Today is the second anniversary of the terrible earthquake, related tsunami and the resulting nuclear accident in Japan. Two years ago, the world watched in horror as the tragedy unfolded. Almost from those very first days, the NRC began to focus on learning from the incident to enhance our reactor safety – and to make sure such an incident would never happen here at home.
For example, U.S. nuclear power plants are using existing programs to address issues identified during last year’s walkdowns, which examined each plant’s earthquake and flooding protection features. Our resident inspectors are watching over that work using our Reactor Oversight Process, and we expect to audit approximately 20 plants (10 for earthquake walkdowns and 10 for flooding) in the spring and early summer to ensure the plants remain protected from such hazards.
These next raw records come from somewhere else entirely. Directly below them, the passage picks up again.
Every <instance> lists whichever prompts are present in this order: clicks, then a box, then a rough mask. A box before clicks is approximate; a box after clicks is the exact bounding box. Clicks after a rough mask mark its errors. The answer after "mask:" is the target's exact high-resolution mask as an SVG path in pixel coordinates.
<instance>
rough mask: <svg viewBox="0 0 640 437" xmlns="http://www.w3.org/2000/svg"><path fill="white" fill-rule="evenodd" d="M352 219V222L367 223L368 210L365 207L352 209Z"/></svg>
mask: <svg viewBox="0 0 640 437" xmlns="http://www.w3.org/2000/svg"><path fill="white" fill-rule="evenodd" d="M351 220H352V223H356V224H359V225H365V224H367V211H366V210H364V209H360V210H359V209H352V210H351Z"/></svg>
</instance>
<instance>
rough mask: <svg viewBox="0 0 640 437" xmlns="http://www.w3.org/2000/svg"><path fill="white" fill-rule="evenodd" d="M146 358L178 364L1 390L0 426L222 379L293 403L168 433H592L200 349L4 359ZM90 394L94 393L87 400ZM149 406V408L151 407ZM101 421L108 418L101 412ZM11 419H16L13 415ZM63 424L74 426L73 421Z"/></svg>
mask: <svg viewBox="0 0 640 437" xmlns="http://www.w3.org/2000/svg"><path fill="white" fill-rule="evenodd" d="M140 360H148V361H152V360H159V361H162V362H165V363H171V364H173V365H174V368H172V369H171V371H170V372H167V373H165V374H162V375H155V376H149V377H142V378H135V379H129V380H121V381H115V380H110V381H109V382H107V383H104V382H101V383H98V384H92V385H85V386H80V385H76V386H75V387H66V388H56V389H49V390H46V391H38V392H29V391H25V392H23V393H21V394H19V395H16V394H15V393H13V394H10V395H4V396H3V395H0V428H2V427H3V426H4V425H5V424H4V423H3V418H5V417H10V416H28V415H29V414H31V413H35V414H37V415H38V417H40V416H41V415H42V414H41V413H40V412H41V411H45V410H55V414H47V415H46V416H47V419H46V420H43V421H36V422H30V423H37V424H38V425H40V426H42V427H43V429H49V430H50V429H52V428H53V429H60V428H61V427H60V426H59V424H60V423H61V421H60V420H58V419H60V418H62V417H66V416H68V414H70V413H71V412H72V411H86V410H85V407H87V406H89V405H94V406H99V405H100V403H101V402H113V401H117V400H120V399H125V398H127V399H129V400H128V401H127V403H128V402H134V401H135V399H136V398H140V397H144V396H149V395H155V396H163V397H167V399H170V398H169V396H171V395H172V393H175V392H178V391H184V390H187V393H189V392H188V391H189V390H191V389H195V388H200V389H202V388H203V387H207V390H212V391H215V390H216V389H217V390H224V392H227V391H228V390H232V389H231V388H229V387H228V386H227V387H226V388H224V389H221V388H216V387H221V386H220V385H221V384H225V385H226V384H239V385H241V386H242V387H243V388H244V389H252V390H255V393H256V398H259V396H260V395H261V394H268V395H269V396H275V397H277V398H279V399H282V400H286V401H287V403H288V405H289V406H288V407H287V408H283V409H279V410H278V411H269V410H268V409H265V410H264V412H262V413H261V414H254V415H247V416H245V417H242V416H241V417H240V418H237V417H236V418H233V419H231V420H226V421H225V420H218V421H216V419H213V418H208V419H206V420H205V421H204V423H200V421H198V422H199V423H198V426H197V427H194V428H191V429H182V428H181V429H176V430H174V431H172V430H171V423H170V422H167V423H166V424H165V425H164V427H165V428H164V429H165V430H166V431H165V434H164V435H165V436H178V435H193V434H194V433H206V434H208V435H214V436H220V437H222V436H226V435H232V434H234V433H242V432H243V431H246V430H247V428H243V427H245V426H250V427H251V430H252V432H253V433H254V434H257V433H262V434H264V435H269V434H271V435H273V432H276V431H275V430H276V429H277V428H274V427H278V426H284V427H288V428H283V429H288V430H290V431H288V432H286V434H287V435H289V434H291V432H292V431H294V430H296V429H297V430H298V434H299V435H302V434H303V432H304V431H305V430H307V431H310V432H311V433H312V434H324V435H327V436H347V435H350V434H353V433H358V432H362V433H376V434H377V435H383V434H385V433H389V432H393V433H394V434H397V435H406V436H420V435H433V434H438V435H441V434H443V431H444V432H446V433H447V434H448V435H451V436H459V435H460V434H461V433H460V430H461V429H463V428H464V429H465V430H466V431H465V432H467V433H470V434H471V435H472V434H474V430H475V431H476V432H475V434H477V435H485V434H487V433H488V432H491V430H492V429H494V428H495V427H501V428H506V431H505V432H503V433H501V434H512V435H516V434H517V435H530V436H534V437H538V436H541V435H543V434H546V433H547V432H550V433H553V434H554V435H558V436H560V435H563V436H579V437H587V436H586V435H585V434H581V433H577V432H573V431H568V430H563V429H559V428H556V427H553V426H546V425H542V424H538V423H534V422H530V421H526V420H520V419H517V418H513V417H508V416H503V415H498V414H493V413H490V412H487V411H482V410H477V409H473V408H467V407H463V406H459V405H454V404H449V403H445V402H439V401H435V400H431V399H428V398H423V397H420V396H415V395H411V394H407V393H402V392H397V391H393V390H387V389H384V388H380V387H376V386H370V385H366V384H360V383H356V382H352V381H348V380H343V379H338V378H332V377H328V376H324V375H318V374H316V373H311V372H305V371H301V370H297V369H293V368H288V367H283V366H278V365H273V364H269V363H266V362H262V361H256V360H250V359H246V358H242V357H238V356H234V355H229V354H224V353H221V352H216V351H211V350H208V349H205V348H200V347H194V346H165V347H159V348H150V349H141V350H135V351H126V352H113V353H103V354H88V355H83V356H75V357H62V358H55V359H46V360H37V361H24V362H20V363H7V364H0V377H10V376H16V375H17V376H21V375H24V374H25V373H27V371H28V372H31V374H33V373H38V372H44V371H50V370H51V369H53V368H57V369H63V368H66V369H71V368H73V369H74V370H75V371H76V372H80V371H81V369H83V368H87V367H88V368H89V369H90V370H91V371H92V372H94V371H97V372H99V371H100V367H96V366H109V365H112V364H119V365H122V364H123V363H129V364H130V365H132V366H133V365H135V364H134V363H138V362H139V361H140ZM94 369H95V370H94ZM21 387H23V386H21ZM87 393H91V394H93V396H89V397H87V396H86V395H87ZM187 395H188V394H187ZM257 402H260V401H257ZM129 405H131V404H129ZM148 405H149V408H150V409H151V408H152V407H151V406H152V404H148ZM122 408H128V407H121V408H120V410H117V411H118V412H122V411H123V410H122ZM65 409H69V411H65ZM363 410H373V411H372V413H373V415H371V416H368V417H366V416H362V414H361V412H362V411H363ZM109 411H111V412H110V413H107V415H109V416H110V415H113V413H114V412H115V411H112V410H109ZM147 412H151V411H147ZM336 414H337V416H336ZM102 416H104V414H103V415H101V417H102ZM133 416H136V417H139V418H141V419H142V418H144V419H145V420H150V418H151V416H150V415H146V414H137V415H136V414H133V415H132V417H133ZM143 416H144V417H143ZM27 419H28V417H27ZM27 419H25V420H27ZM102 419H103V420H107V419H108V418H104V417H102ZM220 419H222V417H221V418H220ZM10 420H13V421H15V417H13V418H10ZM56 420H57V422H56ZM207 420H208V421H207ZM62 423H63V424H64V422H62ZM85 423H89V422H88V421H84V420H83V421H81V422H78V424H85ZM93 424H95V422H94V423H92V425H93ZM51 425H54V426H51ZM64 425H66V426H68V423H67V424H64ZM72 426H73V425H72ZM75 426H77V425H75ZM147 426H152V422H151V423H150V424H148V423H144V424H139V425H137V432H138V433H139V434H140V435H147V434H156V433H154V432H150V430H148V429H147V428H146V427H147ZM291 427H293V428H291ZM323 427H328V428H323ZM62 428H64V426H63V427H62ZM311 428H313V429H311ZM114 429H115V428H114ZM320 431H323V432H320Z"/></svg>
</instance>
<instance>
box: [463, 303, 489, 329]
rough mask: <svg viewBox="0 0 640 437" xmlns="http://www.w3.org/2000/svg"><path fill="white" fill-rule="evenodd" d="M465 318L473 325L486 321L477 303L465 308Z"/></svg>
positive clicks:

We also continue to work with the plants on their re-analysis of flooding and earthquake hazards. We prioritized the flooding re-evaluations last year, examining several factors to give plants one, two or three years to submit their work. The first set of plants should have their responses in by tomorrow, and we’ll review the re-evaluated hazards before issuing a safety assessment for each site. The first set of earthquake hazard re-evaluations, for plants in the central and eastern United States, will be due in September. We’ll give those documents a similar review and resulting safety assessment for each plant.
The plants have also obtained additional equipment that can help keep the reactor and spent fuel pools cool if normal power sources are lost for extended periods of time, as was the case at Fukushima. This work responds to one of three Orders we issued to U.S. nuclear power plants in March 2012. Every plant provided a status report on complying with those Orders in October 2012, and we’ve found that all plants appear to be on track to meet the Orders’ requirements by the required deadlines.
The plants have also recently submitted their integrated approaches to comply with the Orders, and we’re reviewing those plans. By the end of April we’re also expecting the plants to provide the their assessments of how many staff a plant needs to have on hand to respond to a loss of power involving every reactor at a given site
The staff’s latest update to the Commissioners on Fukushima-related activities provides a more detailed look at how each of the NRC Near-Term Task Force’s recommendations is being implemented. While all of the Fukushima-related items are important, we’ve made sure U.S. reactors are paying proper attention to maintaining plant safety, any ongoing work of greater safety benefit or other existing high-priority actions protective of safety.